What is the "lesson of Vietnam"?
Oct 11, 2004, Vol. 10, No. 05 • By DAVID GELERNTER, FOR THE EDITORS
JOHN KERRY is famously hard to pin down; you can reach out to grasp his opinion only to find that it has flitted away like a bashful butterfly, or a goldfish you are trying to catch with your bare hands. But nowadays his pronouncements and campaign ads are easy to read. They suggest that Iraq is like Vietnam; that our top priority is accordingly not to win but to get out. John Kerry evidently believes, a propos Vietnam, that we should have run away sooner. Many Americans disagree. Many Americans believe that we should have stood by our friends until a free and stable South Vietnam had taken root.
What is the "lesson of Vietnam"? It's a hard question, in a way; virtually all Americans agree that Vietnam was a tragedy and a national humiliation--and, at least during the years when William Westmoreland was in command, a badly fought war. Kerry seems to believe that these propositions lead to only one possible conclusion. By shouting "Vietnam!" he thinks he can induce desperation and make Americans turn in horror to the Democrats begging for relief, begging to be pulled out of this awful quagmire. His mistake is something like Abu Musab al Zarqawi's. I don't say Kerry is like Zarqawi, of course not. But Zarqawi believes that by committing barbarities on videotape, he has made Americans tremble with fear; in fact we are trembling with rage. (And someday this mistake will be vividly brought home to him.) Kerry believes that by saying "we are facing another Vietnam," he can frighten people; and some Americans will indeed be frightened. Far more will say: If this be Vietnam, make the most of it. Let's do it right this time.
President Bush should announce: You want to talk Vietnam? Fine, let's talk. Kerry believes that Iraq is turning into a Vietnam-like "quagmire"; the assertion is false, and it's important that voters know why it is false. But there is a more important, deeper-lying disagreement under the surface. Bush obviously stands with the large contingent of Americans who are determined that, if we ever did face another Vietnam, never again would we pull out in a headlong rush and leave our allies sinking in the mud, clutching at our helicopter skids as we fly away, with the wreck of the new and better nation we had tried to build collapsing around their heads. Never again will we treat America's trustworthiness and honor, and the hopes of our friends, and the blood-sacrifices of our soldiers, like bad debts to be written off with a shudder.
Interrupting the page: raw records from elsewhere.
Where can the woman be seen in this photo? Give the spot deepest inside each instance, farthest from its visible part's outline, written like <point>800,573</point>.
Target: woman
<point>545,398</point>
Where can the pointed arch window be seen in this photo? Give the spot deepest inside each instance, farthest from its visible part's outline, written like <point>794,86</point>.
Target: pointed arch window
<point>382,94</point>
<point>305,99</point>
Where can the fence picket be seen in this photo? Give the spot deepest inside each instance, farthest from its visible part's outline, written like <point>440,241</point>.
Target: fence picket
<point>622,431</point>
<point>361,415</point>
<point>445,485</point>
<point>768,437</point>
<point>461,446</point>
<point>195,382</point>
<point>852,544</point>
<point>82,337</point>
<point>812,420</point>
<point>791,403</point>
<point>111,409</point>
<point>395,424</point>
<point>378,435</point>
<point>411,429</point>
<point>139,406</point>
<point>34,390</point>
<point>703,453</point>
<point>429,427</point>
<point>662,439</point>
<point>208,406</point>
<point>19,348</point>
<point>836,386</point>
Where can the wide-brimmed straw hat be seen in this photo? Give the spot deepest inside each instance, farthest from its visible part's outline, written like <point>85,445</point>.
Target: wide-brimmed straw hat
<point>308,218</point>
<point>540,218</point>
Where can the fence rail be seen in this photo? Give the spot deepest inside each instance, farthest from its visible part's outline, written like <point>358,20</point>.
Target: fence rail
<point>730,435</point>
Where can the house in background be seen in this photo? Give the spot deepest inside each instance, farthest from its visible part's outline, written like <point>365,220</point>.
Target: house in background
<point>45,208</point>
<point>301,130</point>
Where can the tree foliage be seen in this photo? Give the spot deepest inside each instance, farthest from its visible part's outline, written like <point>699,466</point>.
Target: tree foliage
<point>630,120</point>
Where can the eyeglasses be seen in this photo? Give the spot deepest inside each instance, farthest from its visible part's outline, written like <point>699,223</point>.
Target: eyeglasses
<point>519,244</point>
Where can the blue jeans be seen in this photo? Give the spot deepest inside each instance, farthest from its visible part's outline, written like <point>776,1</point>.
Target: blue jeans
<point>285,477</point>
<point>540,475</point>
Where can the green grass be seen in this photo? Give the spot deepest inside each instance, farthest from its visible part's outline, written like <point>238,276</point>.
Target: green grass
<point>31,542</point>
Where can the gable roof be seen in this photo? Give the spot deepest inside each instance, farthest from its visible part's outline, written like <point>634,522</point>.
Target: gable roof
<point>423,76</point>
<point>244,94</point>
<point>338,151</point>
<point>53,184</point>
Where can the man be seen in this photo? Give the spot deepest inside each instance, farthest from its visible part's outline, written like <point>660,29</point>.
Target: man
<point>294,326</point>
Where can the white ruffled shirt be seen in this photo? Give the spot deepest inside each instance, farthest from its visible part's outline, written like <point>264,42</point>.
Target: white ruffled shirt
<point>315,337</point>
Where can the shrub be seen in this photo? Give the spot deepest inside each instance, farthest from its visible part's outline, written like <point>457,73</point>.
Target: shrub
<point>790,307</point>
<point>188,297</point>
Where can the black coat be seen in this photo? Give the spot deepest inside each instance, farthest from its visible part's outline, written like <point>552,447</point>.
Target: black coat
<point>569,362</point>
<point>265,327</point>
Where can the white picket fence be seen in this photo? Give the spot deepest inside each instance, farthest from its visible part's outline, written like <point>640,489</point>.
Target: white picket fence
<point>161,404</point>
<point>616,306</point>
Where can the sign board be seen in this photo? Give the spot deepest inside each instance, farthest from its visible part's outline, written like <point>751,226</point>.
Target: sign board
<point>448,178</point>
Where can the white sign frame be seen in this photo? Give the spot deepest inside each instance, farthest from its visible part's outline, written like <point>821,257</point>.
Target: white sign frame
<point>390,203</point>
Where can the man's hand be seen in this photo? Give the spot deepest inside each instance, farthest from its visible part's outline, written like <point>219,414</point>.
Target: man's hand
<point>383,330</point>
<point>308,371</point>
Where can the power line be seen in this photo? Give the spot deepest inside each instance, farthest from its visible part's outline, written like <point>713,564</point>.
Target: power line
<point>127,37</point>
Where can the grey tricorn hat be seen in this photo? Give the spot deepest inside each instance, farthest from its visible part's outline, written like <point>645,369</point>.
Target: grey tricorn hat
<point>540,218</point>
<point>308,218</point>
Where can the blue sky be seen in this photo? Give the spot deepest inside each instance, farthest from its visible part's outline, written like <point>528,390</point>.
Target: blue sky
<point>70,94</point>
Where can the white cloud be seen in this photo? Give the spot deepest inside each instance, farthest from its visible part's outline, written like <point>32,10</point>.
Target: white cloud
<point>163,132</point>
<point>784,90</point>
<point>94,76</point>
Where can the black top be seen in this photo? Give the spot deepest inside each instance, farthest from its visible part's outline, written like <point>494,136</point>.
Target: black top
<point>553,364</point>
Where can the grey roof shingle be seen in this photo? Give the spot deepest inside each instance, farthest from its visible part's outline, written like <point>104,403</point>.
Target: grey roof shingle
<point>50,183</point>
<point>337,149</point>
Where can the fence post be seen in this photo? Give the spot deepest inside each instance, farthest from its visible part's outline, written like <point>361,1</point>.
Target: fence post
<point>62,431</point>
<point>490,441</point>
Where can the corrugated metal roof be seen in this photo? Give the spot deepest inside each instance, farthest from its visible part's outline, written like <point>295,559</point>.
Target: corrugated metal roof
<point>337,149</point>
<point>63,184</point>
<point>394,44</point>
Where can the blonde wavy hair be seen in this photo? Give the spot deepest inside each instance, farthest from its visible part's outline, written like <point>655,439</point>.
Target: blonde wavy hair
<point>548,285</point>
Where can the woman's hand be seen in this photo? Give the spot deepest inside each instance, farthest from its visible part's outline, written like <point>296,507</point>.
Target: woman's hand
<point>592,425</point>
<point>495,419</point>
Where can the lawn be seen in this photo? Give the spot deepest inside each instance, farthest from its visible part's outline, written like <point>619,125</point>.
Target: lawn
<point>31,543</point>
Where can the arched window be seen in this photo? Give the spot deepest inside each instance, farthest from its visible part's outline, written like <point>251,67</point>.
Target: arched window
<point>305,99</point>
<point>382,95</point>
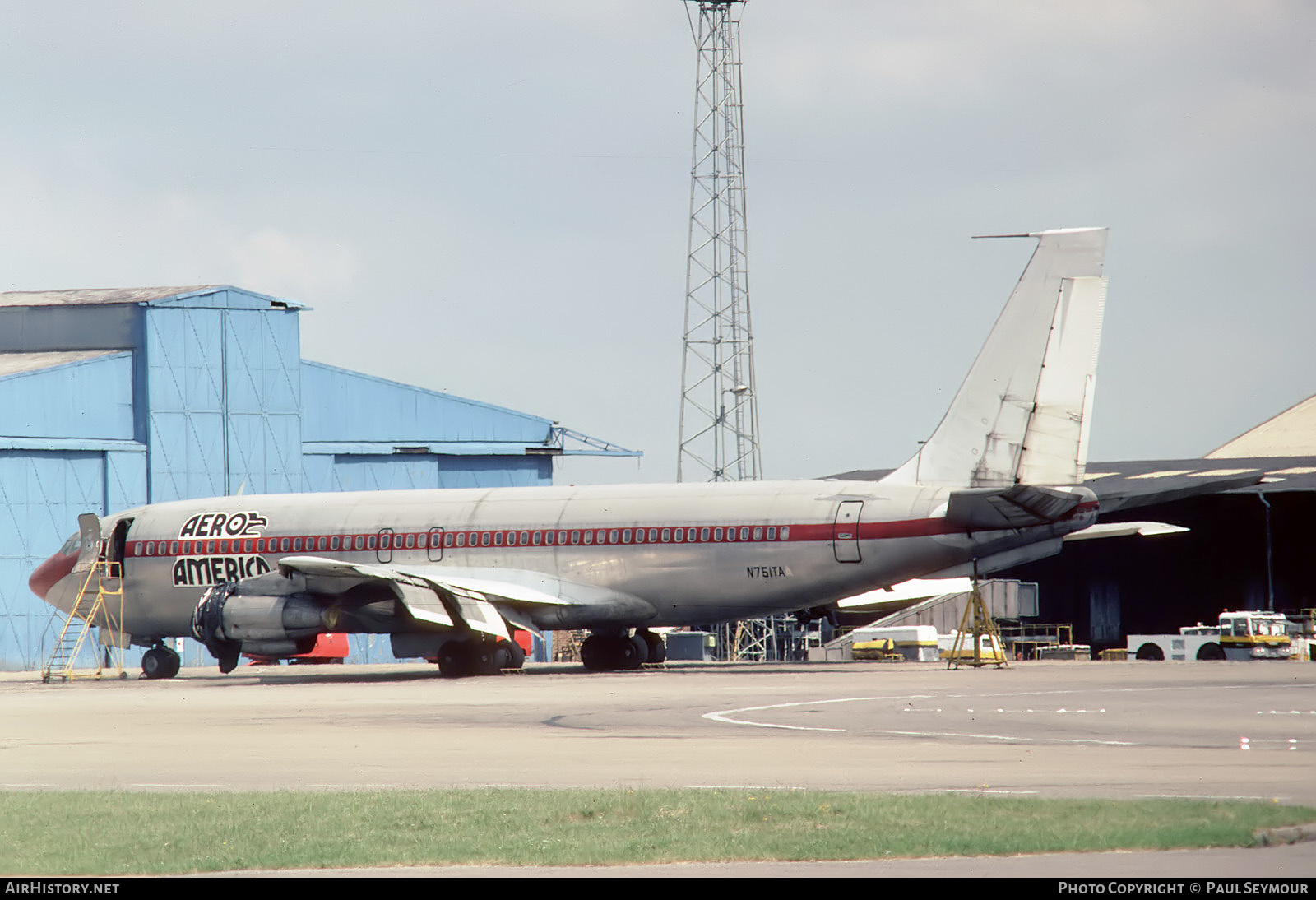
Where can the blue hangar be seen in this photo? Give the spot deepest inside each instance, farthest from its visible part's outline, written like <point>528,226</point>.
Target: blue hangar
<point>116,397</point>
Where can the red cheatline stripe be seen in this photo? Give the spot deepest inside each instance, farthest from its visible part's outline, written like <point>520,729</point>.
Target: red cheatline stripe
<point>515,538</point>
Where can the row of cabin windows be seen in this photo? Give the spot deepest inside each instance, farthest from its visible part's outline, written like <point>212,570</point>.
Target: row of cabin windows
<point>436,538</point>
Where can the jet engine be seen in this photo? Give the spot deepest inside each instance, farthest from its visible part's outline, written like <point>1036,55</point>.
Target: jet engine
<point>261,616</point>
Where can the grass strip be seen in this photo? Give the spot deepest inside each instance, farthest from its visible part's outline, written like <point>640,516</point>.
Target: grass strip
<point>131,833</point>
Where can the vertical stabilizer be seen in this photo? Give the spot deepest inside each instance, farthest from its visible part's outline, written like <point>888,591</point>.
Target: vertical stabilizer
<point>1023,414</point>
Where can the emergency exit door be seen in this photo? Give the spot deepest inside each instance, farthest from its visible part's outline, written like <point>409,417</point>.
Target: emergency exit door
<point>846,531</point>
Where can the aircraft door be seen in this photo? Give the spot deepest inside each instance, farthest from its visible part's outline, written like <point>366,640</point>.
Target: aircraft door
<point>846,531</point>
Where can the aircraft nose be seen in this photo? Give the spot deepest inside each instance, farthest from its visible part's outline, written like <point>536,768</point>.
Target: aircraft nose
<point>49,573</point>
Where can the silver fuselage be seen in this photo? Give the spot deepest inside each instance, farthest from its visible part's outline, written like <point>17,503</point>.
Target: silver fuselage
<point>697,553</point>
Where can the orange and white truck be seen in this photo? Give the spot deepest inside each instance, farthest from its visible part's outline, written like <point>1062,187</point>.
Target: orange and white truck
<point>1243,634</point>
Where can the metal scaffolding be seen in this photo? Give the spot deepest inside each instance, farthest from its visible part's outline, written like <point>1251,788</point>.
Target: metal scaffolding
<point>719,406</point>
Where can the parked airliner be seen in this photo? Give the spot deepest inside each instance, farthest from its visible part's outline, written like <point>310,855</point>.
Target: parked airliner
<point>452,573</point>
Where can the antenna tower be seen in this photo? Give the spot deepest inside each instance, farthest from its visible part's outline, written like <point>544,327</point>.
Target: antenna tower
<point>719,407</point>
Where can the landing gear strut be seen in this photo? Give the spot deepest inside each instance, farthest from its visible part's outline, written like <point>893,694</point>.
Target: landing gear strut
<point>480,656</point>
<point>605,653</point>
<point>160,662</point>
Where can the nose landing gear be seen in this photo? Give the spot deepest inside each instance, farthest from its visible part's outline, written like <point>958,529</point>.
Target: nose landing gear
<point>160,662</point>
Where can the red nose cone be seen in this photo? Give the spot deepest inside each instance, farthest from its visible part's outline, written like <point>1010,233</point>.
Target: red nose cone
<point>50,571</point>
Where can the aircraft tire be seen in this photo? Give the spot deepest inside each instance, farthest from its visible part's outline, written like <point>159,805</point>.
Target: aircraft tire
<point>633,652</point>
<point>160,663</point>
<point>510,654</point>
<point>594,654</point>
<point>454,660</point>
<point>657,649</point>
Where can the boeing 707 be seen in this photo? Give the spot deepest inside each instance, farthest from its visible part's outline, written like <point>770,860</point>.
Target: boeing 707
<point>451,574</point>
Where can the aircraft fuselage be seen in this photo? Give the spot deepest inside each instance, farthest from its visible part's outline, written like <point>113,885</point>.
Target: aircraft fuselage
<point>694,553</point>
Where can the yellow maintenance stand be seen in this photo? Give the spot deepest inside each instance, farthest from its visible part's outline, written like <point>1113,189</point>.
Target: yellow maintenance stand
<point>975,624</point>
<point>99,604</point>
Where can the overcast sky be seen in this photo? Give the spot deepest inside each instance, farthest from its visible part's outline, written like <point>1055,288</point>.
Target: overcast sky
<point>493,199</point>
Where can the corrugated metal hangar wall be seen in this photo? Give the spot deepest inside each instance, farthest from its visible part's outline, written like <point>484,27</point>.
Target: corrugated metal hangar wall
<point>111,399</point>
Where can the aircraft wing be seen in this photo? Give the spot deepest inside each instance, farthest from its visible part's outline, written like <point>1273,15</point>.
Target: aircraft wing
<point>1129,489</point>
<point>474,597</point>
<point>1019,505</point>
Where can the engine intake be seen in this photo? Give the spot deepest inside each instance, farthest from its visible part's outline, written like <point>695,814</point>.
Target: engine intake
<point>256,617</point>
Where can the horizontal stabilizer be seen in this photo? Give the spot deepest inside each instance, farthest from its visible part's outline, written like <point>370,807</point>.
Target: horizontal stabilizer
<point>1124,529</point>
<point>1022,505</point>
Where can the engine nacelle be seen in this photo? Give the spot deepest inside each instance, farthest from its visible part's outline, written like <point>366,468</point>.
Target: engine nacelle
<point>257,617</point>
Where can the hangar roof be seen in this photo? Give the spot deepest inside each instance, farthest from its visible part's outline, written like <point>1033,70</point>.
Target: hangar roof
<point>16,364</point>
<point>1291,434</point>
<point>144,295</point>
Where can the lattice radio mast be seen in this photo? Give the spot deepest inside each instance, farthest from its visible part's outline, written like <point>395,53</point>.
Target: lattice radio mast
<point>719,406</point>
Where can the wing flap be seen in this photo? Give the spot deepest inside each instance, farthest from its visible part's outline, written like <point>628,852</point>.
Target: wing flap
<point>475,599</point>
<point>1022,505</point>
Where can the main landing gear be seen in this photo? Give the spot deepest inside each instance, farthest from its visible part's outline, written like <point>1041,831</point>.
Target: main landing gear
<point>605,653</point>
<point>480,656</point>
<point>160,662</point>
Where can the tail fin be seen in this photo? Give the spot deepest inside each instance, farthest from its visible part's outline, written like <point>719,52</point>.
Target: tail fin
<point>1023,414</point>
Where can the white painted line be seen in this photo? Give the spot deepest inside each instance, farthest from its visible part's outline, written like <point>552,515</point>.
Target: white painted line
<point>1012,739</point>
<point>186,787</point>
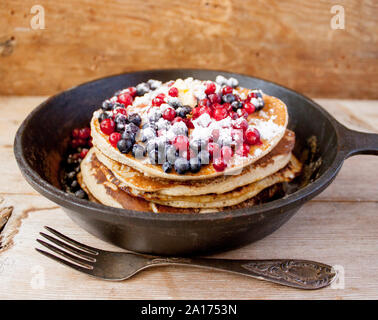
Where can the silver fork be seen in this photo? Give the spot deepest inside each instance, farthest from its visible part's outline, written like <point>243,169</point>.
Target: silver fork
<point>116,266</point>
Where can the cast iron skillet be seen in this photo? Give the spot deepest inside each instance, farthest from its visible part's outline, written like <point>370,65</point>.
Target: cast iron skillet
<point>42,137</point>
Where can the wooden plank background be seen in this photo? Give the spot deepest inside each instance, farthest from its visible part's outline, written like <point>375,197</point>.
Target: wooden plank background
<point>290,42</point>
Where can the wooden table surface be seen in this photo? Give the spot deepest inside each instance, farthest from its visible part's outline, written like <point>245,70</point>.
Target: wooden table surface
<point>339,227</point>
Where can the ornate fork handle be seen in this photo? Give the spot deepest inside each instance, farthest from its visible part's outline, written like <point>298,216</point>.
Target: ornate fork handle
<point>302,274</point>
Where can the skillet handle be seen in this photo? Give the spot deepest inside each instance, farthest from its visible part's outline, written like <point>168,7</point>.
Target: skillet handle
<point>300,274</point>
<point>356,142</point>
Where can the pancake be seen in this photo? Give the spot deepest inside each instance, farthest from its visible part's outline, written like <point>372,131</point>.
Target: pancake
<point>271,163</point>
<point>230,198</point>
<point>271,122</point>
<point>96,177</point>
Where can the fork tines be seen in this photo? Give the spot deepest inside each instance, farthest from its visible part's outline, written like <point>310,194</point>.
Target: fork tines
<point>76,255</point>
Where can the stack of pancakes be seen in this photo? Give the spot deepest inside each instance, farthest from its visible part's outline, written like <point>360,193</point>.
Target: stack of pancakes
<point>119,180</point>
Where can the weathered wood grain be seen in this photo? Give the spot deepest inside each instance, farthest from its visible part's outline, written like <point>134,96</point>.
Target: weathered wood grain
<point>290,42</point>
<point>339,227</point>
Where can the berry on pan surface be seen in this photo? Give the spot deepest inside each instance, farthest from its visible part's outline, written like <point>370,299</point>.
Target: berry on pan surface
<point>114,138</point>
<point>252,136</point>
<point>125,98</point>
<point>219,164</point>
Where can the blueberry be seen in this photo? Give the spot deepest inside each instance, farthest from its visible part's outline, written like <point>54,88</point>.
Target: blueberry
<point>74,184</point>
<point>183,111</point>
<point>118,105</point>
<point>120,118</point>
<point>236,105</point>
<point>152,146</point>
<point>167,167</point>
<point>138,151</point>
<point>125,145</point>
<point>225,140</point>
<point>260,100</point>
<point>131,127</point>
<point>154,84</point>
<point>149,125</point>
<point>174,103</point>
<point>198,145</point>
<point>204,157</point>
<point>181,165</point>
<point>135,119</point>
<point>154,115</point>
<point>228,98</point>
<point>107,105</point>
<point>128,135</point>
<point>195,165</point>
<point>120,127</point>
<point>71,175</point>
<point>80,194</point>
<point>142,88</point>
<point>156,156</point>
<point>232,82</point>
<point>103,116</point>
<point>148,134</point>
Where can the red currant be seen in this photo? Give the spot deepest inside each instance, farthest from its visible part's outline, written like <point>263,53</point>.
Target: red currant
<point>220,114</point>
<point>169,114</point>
<point>204,103</point>
<point>114,138</point>
<point>234,115</point>
<point>227,90</point>
<point>181,142</point>
<point>158,100</point>
<point>237,135</point>
<point>76,133</point>
<point>219,164</point>
<point>83,153</point>
<point>84,133</point>
<point>120,111</point>
<point>210,88</point>
<point>173,92</point>
<point>125,98</point>
<point>252,136</point>
<point>189,123</point>
<point>249,107</point>
<point>227,106</point>
<point>214,98</point>
<point>132,91</point>
<point>250,96</point>
<point>107,126</point>
<point>241,124</point>
<point>243,150</point>
<point>215,134</point>
<point>226,153</point>
<point>177,119</point>
<point>214,150</point>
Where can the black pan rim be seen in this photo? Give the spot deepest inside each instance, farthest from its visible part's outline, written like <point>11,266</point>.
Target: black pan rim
<point>71,202</point>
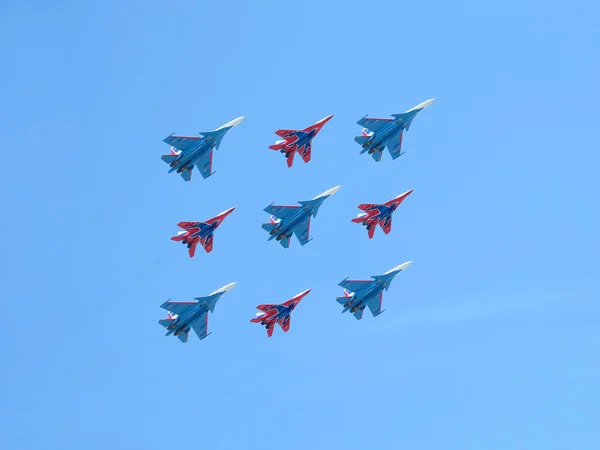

We fought in South Vietnam to protect that country from a torrent of Communist evil threatening to roll down from the North. I suppose not many Americans remember the details. But surely a fair number do remember how Congress concluded that Vietnam was a quagmire, a mistake, the wrong war at the wrong time. Whereupon it refused to vote any more money for the war, not one more cent; whereupon we pulled out in a gathering panic, and South Vietnam fell to the invading tanks of the North. Then the picture goes blank. Totalitarian regimes don't like network cameramen advertising the little clean-up that invariably accompanies the establishment of a brand new absolute dictatorship. But many Americans surely recall that, after we ran away, something awful happened. The evil rolled down in a flood. Huge numbers put to sea in rickety rowboats. Cambodia fell to the Khmer Rouge and its bosses, a group of French-trained Communist intellectuals who created a virtually indescribable hell-on-earth. Millions died.
The truth about Communist South Vietnam leaked out gradually. Hundreds of thousands were executed; many more were thrown into "reeducation" camps--estimates range from a few hundred thousand to over a million inmates. "What Vietnam has given us," wrote Tom Wicker of the New York Times after the Communist victory, is "a vast tide of human misery in Southeast Asia." Two sentences convey more about the regime's character than a page of statistics. In Why We Were in Vietnam, Norman Podhoretz quotes Doan Van Toai, a political prisoner jailed by the Communists after we left and they triumphed. "I was thrown into a three-foot-by-six-foot cell with my left hand chained to my right foot and my right hand chained to my left foot. My food was rice mixed with sand." There in two sentences is the reason we were right to fight and wrong to run. Americans have good cause to reject John Kerry's suggestion that, if Iraq is like Vietnam, getting out is our number one priority. If it is truly like Vietnam, all the more reason to fight relentlessly and to think of victory, only victory, until the enemy has been beaten to bits. Americans want to erase the worst national humiliation we have ever suffered, not recreate it.